Derry pasó desde el otro lado, secándose las manos con una toalla mientras Sondra decía:

—Y tendré que hacer una punción lumbar.

Derry se acercó a Ouko, le dirigió unas cariñosas palabras y luego le dijo a Sondra:

—Podrían ser paperas. Comprueba si las parótidas están inflamadas. Será mejor, asimismo, que descartemos la polio. Si lo fuera se produciría parálisis dentro de dos o tres días. Por si fuera contagioso, convendrá que le aislemos.

Derry tuvo que atender de inmediato a un niño aquejado de una infección auditiva y Sondra efectuó la punción lumbar con la ayuda de la enfermera.

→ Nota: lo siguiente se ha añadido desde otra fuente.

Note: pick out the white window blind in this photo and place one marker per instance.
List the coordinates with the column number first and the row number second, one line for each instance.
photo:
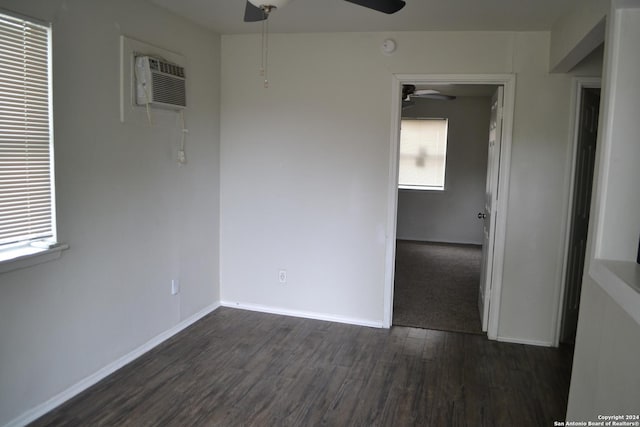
column 26, row 187
column 423, row 154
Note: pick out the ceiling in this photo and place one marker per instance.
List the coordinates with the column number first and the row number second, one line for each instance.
column 460, row 89
column 308, row 16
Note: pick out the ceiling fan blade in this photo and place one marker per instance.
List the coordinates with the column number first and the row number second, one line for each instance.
column 253, row 13
column 385, row 6
column 437, row 96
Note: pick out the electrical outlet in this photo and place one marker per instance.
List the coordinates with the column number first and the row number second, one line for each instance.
column 175, row 286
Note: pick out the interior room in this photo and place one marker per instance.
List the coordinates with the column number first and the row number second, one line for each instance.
column 440, row 230
column 267, row 207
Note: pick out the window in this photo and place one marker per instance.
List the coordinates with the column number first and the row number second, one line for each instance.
column 26, row 140
column 423, row 154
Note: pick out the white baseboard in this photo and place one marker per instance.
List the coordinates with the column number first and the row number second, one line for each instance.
column 526, row 342
column 35, row 413
column 303, row 314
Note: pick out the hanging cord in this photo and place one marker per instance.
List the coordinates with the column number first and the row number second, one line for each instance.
column 265, row 51
column 182, row 155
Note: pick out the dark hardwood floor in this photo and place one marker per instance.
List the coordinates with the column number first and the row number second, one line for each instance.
column 237, row 368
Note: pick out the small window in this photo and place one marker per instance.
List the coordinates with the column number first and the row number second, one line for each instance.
column 26, row 141
column 423, row 154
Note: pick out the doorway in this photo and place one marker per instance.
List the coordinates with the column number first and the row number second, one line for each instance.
column 495, row 248
column 443, row 162
column 584, row 161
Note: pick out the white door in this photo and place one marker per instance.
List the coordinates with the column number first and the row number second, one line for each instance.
column 489, row 214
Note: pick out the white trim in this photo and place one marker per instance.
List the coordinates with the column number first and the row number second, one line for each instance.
column 509, row 83
column 579, row 83
column 525, row 342
column 57, row 400
column 303, row 314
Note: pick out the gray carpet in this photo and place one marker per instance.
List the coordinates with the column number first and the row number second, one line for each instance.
column 436, row 286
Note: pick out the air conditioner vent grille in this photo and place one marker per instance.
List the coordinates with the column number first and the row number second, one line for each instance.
column 168, row 90
column 160, row 83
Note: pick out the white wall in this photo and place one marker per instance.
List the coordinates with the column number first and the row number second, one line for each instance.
column 605, row 378
column 451, row 215
column 134, row 219
column 576, row 34
column 304, row 169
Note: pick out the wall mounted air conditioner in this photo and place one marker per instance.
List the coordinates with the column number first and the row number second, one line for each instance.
column 159, row 83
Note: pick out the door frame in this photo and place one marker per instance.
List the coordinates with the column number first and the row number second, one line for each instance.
column 579, row 83
column 509, row 83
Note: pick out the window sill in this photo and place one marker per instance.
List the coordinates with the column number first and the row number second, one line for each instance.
column 621, row 280
column 27, row 256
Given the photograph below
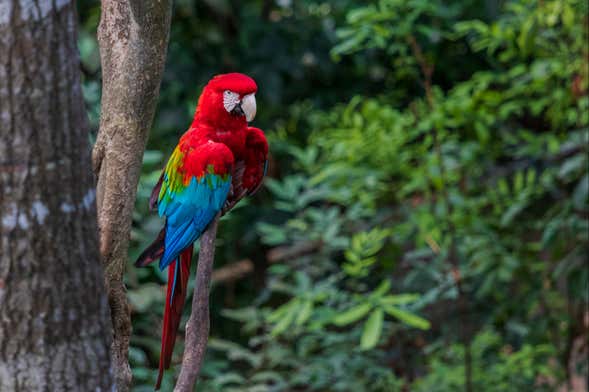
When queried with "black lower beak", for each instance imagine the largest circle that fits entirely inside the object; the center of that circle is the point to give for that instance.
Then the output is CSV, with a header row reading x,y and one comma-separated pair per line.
x,y
237,110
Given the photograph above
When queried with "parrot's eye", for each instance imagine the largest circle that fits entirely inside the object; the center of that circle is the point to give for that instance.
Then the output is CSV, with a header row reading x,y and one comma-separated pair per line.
x,y
230,100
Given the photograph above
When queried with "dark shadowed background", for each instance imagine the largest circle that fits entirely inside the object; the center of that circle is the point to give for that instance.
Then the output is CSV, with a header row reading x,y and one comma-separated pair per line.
x,y
423,226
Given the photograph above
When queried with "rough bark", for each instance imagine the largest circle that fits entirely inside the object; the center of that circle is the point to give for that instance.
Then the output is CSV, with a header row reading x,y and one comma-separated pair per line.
x,y
133,37
197,328
54,317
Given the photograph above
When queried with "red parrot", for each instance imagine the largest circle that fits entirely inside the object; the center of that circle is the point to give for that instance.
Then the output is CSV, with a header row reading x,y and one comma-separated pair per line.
x,y
218,160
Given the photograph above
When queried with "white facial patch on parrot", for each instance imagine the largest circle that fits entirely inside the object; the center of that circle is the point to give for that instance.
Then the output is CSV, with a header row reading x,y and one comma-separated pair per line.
x,y
230,99
248,105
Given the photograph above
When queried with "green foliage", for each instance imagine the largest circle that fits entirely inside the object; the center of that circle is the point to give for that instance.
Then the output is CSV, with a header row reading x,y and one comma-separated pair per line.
x,y
431,160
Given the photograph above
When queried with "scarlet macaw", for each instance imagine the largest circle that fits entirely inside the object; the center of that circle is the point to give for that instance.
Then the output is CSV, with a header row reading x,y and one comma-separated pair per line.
x,y
218,160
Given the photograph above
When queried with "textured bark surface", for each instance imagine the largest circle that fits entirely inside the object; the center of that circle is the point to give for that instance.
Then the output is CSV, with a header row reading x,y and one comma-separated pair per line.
x,y
133,37
54,316
198,325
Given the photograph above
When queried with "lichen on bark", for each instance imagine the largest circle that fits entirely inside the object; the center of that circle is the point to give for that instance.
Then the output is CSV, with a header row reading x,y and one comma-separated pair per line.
x,y
54,318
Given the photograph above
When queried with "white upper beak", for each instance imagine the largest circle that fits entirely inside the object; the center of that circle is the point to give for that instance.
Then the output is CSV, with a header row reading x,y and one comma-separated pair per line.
x,y
248,105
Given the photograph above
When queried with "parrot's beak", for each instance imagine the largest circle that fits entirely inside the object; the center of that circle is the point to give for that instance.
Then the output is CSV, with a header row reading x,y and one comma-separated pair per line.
x,y
237,110
248,106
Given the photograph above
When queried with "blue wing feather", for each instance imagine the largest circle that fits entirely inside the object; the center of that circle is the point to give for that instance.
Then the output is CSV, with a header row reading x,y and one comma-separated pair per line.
x,y
189,212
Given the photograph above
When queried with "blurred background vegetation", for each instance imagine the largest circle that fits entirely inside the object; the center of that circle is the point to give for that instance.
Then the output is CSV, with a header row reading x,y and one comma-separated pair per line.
x,y
424,224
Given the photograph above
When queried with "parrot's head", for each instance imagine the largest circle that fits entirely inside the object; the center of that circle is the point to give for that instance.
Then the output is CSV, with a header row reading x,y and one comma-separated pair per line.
x,y
228,98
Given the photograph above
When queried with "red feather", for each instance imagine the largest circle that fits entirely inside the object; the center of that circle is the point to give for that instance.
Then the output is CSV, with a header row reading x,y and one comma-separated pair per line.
x,y
173,310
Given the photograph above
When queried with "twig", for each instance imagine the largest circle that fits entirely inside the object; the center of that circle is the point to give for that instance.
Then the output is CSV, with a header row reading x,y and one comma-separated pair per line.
x,y
197,328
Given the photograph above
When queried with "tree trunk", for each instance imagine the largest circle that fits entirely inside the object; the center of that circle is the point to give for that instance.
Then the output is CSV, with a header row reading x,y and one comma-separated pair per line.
x,y
54,317
133,38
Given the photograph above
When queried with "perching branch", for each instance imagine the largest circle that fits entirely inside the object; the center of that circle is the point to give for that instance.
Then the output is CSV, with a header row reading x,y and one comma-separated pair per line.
x,y
197,328
133,38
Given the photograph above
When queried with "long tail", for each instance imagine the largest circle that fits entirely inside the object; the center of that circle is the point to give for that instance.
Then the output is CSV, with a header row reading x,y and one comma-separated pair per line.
x,y
177,286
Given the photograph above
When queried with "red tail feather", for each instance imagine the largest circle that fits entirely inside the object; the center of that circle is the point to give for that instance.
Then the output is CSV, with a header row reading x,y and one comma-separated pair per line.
x,y
173,309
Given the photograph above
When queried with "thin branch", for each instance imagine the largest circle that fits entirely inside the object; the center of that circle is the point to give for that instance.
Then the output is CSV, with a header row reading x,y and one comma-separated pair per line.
x,y
133,39
197,328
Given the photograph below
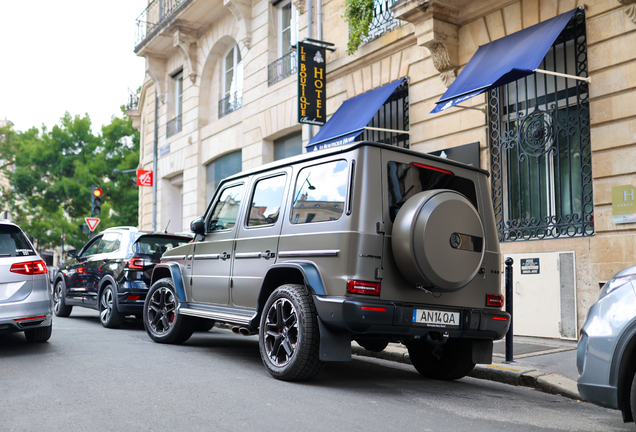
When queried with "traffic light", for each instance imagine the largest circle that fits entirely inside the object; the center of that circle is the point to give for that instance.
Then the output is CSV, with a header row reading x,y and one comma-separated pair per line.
x,y
96,201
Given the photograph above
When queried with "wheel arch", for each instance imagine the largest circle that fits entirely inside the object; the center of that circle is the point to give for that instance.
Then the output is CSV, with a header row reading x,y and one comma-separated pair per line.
x,y
301,273
623,369
170,270
107,280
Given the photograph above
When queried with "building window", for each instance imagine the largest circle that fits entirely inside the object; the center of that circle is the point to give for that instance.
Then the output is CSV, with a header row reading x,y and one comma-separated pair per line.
x,y
393,115
174,125
232,82
286,65
288,146
220,168
540,147
383,19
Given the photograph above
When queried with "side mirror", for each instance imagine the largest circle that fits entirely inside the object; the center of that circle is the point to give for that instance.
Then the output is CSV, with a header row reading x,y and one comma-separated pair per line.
x,y
197,226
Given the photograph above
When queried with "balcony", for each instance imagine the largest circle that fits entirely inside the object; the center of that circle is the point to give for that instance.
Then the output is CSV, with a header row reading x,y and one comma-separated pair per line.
x,y
280,69
157,14
174,126
383,20
230,103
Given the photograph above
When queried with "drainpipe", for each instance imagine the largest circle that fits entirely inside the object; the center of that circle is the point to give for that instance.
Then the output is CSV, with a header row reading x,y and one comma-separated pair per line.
x,y
154,166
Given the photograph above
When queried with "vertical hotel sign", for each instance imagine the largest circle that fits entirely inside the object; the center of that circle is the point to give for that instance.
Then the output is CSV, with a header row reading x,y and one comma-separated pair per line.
x,y
312,92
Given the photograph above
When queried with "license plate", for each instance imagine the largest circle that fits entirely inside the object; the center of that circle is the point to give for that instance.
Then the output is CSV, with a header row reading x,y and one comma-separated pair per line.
x,y
433,318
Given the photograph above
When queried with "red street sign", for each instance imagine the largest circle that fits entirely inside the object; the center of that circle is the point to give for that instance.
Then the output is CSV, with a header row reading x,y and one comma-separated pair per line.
x,y
92,223
144,178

El niño soportó en silencio el doloroso arqueamiento de la espalda con el estoicismo propio de los orgullosos masáis, pero dejó escapar unos lastimeros sollozos. Por suerte, Sondra era muy hábil y lo hizo todo en un santiamén: colocaron al niño tendido de lado sobre los fuertes brazos de la enfermera, Sondra palpó suavemente con los dedos la columna, buscando el correspondiente espacio intervertebral y, después, metió y sacó la aguja en un abrir y cerrar de ojos.

El líquido salió completamente claro —señal evidente de que no había una posible hemorragia intracraneal— y, poco después, el recuento microscópico efectuado en el laboratorio demostró que no había indicios de células purulentas.

Puesto que no sabían de qué microorganismo se trataba y el resultado de los cultivos sanguíneos no se recibiría desde Nairobi hasta dos semanas más tarde, decidieron instalar a Ouko en una cama situada en el fondo de la sala, separada de las demás mediante una mampara móvil.

Para entonces, el sol ya se ponía y la ajetreada jornada de la misión tocaba a su fin. Mientras regresaba con paso cansino a su cabaña para lavarse y cambiarse de ropa, Sondra no pudo apartar de su mente la extraña sensación de que algo le había pasado inadvertido durante el examen de Ouko.